The drum playthrough video for “Nostrum”, a brand new song from Swedish extreme tech-metal pioneers MESHUGGAH, can be seen below. The track is taken from the band’s upcoming album, “The Violent Sleep Of Reason”, which will be released on October 7 via Nuclear Blast. The CD was inspired by a Goya painting called “The Sleep Of Reason Produces Monsters”.
MEHUGGAH drummer Tomas Haake told Rolling Stone about the song: “It ties in with the Biblical Apocalypse, the idea of a deity coming back to undo it all and taking to heaven the ones who are righteous. It’s about a monster that’s coming for us, or maybe an asteroid hurtling towards the earth.
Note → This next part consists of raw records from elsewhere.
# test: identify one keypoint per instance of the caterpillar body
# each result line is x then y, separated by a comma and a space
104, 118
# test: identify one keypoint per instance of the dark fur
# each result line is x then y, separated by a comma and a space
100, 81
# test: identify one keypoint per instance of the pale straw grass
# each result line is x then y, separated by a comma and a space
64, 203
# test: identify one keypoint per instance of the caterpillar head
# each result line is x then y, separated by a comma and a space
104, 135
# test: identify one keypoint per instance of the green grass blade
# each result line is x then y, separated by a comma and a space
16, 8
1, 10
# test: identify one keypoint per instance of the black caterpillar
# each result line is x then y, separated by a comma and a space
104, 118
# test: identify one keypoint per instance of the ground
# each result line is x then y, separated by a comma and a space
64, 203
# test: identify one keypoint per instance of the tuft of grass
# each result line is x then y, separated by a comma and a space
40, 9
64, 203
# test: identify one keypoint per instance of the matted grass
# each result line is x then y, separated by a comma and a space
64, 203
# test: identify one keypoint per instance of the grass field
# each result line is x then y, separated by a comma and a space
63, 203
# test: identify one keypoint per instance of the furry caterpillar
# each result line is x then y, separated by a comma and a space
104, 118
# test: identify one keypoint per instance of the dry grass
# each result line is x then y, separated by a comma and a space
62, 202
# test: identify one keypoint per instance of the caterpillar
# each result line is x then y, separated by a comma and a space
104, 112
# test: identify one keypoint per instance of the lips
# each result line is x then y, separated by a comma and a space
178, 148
It’s always been a weird conundrum for me how some people, even devout people, fear the Apocalypse whilst others welcome it. I’ve never understood that.”
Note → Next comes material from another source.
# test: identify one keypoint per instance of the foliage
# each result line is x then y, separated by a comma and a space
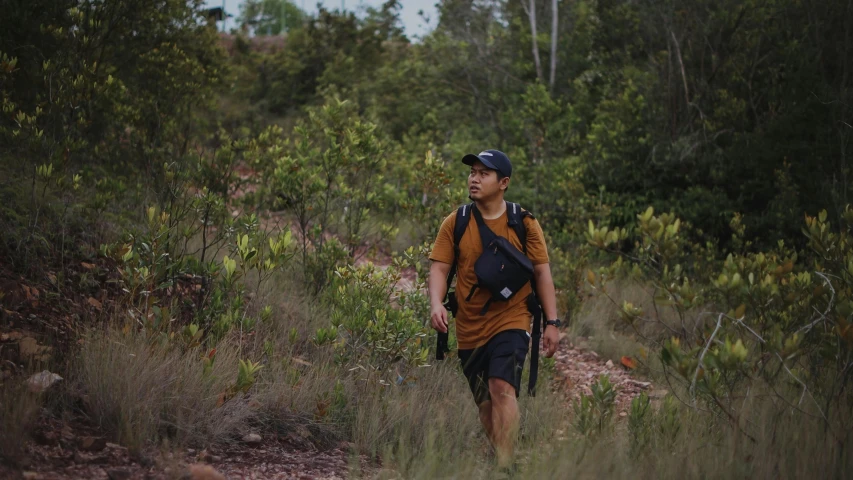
270, 17
777, 321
“The Violent Sleep Of Reason” was produced by the band and was engineered by Tue Madsen of Puk Studios in Kaerby, Denmark.
For “The Violent Sleep Of Reason” cover, MESHUGGAH once again enlisted Keerych Luminokaya who created the artwork for “Koloss” and “The Ophidian Trek” as well as the new images for each of the seven albums and three EPs featured in the “25 Years Of Musical Deviance” box set.
“Basically, the whole idea of why we chose the title is it kinda connects with the lyrical content of the album,” Haake said. “Which is, to a fair degree, about current events and what you see is going on as far as terrorism today, extremist views on ideals, and religious dogma and the violent implications that you get from being asleep, so to speak, and not acting/reacting to what is going on in the proper way.”
“The Violent Sleep Of Reason” track listing:
02. Born In Dissonance
04. By The Ton
05. Violent Sleep Of Reason
06. Ivory Tower
09. Our Rage Won’t Die
10. Into Decay
Haake told Metal Hammer that MESHUGGAH recorded “The Violent Sleep Of Reason” live in the studio — marking the first time they have done that “in 20-25 years.” He said: “It was time limitations that stopped us doing it before. And it’s been interesting.
“If you put it all together using computers, then you often have to fix problems after the fact. I’ve gone back to records where I’ve not known every drum part. And once you do that, you can start with drums and then just add layers of guitars and then bass and it all sounds perfect.
“‘Obzen’ and ‘Koloss’ are great albums, but, to me, they are a little too perfect. It didn’t really capture what we sounded like honestly. But where we recorded live, you get to hear the push and pull, one person might be a little ahead and the other might be a little behind. If you kill that, you can kill the energy.”
He added: “So for us it was just about going back to those albums that inspired us when we were growing up, that were important to us in our formative years, and all of those bands had that energy. The albums in the ’80s and early ’90s had the rawness that I’m talking about — that’s what we wanted to recapture.”